朴正熙元大統領の故郷で「セマウル」文言排除の動き

 慶尚北道亀尾市は、かつて朴正熙(パク・チョンヒ)政権下で進められた農村振興運動「セマウル運動」に由来する部署やイベントを廃止することを決めた。既存の「セマウル課」を廃止し、来年からは市が費用を支援するイベントでも「セマウル」の文言の使用を取りやめる。6月の統一地方選でで張世竜(チャン・セリョン)氏が市長に当選して以降の変化だ。
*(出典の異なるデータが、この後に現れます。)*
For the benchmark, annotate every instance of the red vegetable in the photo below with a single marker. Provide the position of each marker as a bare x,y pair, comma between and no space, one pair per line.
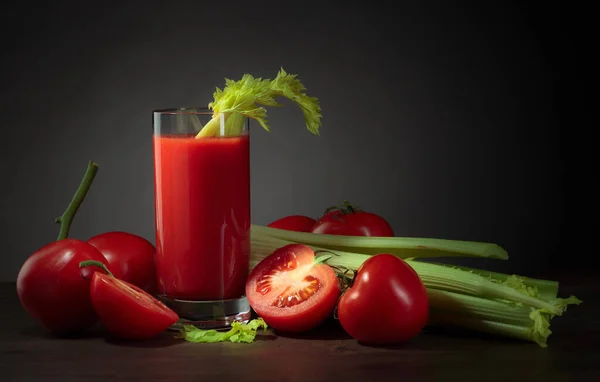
351,221
130,258
291,290
299,223
387,302
126,310
54,291
50,285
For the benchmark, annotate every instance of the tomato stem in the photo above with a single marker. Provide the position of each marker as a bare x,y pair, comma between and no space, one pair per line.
344,208
95,263
322,259
66,218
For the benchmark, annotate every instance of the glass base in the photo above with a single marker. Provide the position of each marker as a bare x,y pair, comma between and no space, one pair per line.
216,314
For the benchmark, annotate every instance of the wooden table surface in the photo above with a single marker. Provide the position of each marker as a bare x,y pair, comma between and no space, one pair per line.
28,353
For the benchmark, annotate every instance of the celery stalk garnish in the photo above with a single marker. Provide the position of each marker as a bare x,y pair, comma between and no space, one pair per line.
492,302
239,100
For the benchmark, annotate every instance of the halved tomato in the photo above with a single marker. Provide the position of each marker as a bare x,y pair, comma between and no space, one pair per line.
291,290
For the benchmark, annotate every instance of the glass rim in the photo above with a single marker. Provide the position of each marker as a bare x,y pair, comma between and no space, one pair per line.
201,110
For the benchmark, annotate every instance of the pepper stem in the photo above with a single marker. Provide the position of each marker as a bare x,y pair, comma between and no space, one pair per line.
95,263
66,218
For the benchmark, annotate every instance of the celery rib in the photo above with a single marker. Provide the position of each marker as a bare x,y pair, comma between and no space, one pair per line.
404,247
433,275
491,327
491,302
546,289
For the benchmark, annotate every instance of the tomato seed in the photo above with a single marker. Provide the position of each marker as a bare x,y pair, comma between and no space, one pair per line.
287,299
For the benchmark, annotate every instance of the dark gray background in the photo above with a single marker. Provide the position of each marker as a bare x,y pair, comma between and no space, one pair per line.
443,117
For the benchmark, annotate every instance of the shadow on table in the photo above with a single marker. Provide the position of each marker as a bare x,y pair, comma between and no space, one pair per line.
164,339
329,330
99,333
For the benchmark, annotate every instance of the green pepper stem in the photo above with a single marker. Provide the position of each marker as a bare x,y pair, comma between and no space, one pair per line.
66,218
95,263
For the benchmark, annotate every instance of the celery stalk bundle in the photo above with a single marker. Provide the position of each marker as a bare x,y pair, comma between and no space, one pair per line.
501,304
507,305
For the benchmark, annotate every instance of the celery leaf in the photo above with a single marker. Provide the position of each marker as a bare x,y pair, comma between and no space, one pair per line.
239,332
248,95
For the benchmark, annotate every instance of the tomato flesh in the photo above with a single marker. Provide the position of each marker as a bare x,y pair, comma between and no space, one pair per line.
292,292
128,311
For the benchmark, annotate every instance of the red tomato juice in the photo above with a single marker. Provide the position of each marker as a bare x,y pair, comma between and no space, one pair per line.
202,204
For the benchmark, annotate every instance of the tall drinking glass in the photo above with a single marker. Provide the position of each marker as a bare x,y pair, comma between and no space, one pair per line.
202,216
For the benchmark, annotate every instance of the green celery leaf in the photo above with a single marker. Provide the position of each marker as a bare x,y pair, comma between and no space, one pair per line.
239,332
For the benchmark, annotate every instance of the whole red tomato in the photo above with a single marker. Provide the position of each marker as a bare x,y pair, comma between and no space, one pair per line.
387,302
291,290
299,223
130,258
352,221
127,311
55,291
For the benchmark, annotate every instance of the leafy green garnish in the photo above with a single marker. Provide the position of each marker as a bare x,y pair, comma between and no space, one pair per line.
239,99
239,332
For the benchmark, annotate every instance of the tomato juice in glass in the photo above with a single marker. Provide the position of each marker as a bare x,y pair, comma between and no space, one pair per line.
202,208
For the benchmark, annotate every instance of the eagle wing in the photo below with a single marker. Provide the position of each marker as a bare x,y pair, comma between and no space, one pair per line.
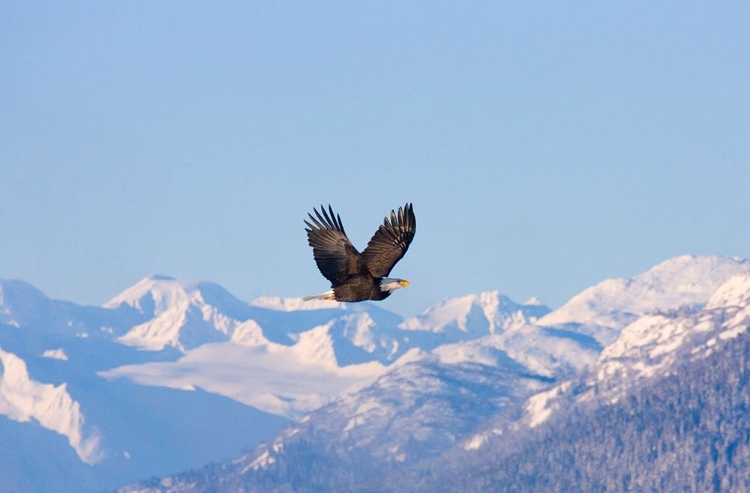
335,255
390,242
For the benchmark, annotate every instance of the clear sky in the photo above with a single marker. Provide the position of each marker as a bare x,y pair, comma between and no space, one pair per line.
546,146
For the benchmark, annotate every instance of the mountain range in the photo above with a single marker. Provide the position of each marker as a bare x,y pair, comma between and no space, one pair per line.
171,375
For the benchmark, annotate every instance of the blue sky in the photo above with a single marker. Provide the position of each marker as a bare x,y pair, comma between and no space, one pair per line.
546,146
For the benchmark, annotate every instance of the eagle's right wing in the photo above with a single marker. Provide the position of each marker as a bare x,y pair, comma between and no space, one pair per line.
334,253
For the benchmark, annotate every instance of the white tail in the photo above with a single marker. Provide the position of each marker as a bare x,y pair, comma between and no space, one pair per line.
328,295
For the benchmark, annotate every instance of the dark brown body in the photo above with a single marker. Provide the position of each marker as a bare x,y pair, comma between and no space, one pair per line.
355,276
360,288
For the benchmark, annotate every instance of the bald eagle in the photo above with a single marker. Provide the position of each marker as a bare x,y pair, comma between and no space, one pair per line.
355,276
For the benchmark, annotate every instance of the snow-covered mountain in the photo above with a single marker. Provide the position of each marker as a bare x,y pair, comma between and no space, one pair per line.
173,374
603,310
646,349
433,397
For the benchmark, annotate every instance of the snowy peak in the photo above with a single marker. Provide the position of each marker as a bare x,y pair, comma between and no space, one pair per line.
734,292
295,304
612,304
475,315
181,314
650,346
23,399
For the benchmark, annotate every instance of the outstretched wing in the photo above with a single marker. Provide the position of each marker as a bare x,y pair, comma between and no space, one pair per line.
390,242
333,252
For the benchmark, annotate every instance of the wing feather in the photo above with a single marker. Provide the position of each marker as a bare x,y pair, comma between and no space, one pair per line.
334,254
390,242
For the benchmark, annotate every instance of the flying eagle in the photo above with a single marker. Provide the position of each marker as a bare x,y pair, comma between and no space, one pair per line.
355,276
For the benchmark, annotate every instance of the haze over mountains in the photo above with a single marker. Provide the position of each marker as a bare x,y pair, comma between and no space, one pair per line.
171,375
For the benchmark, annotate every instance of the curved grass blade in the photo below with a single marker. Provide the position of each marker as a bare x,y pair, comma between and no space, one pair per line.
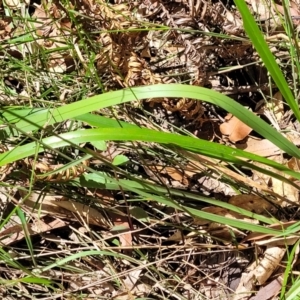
210,149
266,55
48,117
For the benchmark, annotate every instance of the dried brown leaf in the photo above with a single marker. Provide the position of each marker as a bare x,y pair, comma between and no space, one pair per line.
235,129
89,214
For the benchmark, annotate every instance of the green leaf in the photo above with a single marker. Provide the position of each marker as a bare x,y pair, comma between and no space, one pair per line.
100,145
48,117
266,55
120,160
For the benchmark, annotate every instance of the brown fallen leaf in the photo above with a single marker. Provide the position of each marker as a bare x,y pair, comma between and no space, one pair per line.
270,290
270,262
122,228
89,214
234,128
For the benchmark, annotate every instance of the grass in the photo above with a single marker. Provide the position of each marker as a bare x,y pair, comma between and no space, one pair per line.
49,118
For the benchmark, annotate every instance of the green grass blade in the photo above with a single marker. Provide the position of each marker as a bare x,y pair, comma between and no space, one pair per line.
266,55
36,121
203,147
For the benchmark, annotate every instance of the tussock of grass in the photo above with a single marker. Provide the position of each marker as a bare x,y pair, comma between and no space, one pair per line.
100,190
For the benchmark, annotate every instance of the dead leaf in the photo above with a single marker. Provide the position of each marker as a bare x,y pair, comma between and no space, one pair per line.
235,129
122,229
270,290
89,214
270,262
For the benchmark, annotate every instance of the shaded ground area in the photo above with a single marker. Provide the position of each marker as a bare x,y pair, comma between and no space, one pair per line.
56,52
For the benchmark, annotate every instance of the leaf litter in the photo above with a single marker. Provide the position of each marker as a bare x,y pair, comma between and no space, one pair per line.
79,49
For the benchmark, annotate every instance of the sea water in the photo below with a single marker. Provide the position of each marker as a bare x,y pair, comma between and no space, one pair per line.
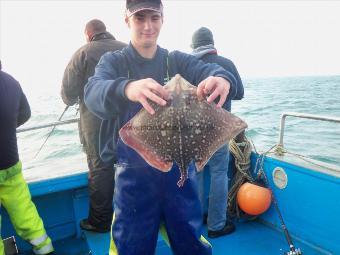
264,102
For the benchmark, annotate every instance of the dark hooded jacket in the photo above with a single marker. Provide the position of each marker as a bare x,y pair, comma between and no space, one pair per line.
80,68
14,111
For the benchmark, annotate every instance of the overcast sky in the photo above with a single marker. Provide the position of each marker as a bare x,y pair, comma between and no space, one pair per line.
263,38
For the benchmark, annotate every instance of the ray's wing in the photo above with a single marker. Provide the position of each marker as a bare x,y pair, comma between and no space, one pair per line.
151,136
213,127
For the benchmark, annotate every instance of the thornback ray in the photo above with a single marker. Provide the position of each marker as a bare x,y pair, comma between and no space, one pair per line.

 亀尾市は市庁の組織を再編する条例案を明らかにし、11月8日まで市民の意見を公募する。市議会での審議を経て、来年にも施行したい構えだ。条例案によると、市は安全行政局傘下にあるセマウル課を廃止し、市民共同体課を新設する計画だ。同市関係者は「セマウルという名称を巡る、不必要な政治的論争が続いている。セマウル関連業務は市民共同体課で継続する予定だ」と説明した。

 亀尾市庁は1978年にセマウル課を設置した。亀尾市は朴正熙元大統領の故郷で、これまで「セマウル運動発祥の地」を名乗っていた。亀尾市庁はまた、来年から市が補助金を支給する全てのイベントで「セマウル」の名称使用を取りやめることにした。

 これに先立ち、張市長は今月16日、朴正熙元大統領の39回忌追悼式(10月26日)と生誕101年式典(11月14日)に出席しない意向を明らかにしていた。亀尾参与連帯など左派系市民団体は「特定の政治勢力の政治的行事に転落した追悼式や生誕祭で市庁が祭祀(さいし)を取り仕切ることは取りやめるべきだ」と主張してきた。張市長は朴正熙元大統領について、「歴史的評価よりも政治的論争に陥っているのが現実だ。時代の流れに沿って、変化すべきだ」と発言していた。